Fast by the oracle of God.” as

Le ruisseau de Silva qui coulait rapidement

in later editions this error was corrected by someone.

There is an elegance in Longfellow’s conversation which contrasts strongly with that of almost everybody else and a tact also and judgment most signal. These latter qualities Miss Davie (the children’s governess) tells me they also possess in a large measure. They never speak inopportunely, yet their discretion is not a matter of education.

Mr Fields told them of this man in the cars who tried to draw him into a discussion upon the Angola Saxon race. At length it became a little cool sitting there.
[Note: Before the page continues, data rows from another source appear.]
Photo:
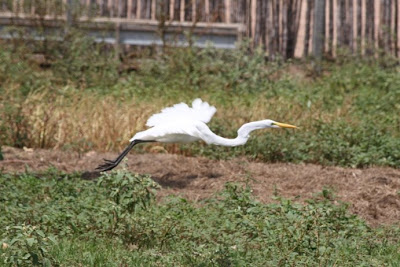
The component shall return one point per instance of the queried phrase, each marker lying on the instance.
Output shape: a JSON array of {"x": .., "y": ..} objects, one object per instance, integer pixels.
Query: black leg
[{"x": 111, "y": 164}]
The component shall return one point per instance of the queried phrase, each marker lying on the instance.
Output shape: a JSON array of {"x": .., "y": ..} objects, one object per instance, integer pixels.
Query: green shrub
[{"x": 27, "y": 245}]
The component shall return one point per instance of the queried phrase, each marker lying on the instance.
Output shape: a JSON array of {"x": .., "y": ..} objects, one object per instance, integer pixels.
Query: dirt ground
[{"x": 373, "y": 193}]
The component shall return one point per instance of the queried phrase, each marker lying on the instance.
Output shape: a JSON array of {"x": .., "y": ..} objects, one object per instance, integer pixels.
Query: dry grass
[{"x": 83, "y": 121}]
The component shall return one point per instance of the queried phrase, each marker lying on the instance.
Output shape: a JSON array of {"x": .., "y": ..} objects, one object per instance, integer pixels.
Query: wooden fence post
[
  {"x": 69, "y": 10},
  {"x": 318, "y": 32}
]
I was already cloaked but the gentlemen made themselves look very venerable, Longfellow especially by a long blue Camlet cloak. Presently they went to walk while I went to see the Captain’s young wife who crossed in the “Alice” a simple pretty little English girl who was sick all the 30 days passage but when they asked her if she liked sailing said “No, but I would do it for him.” A dear little simple creature!

Then I sat with Miss Davie in her room until time for her to dress for dinner. She is bound up in the children and she told me everything about their characters & dispositions which it was best to tell, or tellable rather, and then I sat on the piazza and awaited the company’s return. Soon Longfellow came to where I was & the others followed. He carefully closed the blinds leading into the dining-room and retired a few moments to see that all was well but presently came back with a bunch of wild roses which he had gathered for me—(I have put one of them on the opposite page). He was evidently a trifle nervous before dinner was served lest all should not go well and I saw afterward that we owed it to his exquisite tact that the three little children had a small table by themselves in the corner of the large parlor where they were quiet but chatty with a little ripple of fun which just reached us now and then. The wines & fruits were also of his arrangement—among the rest he caused to be brought after dinner a bottle of the real “Aurum Potabile” a silvery liquer with real gold leaf of exquisite tenacity afloat in it.

Talk and fun ran high—he, always delicate & swift and lovely. We were obliged to leave very soon—before dinner was fairly ended for the train.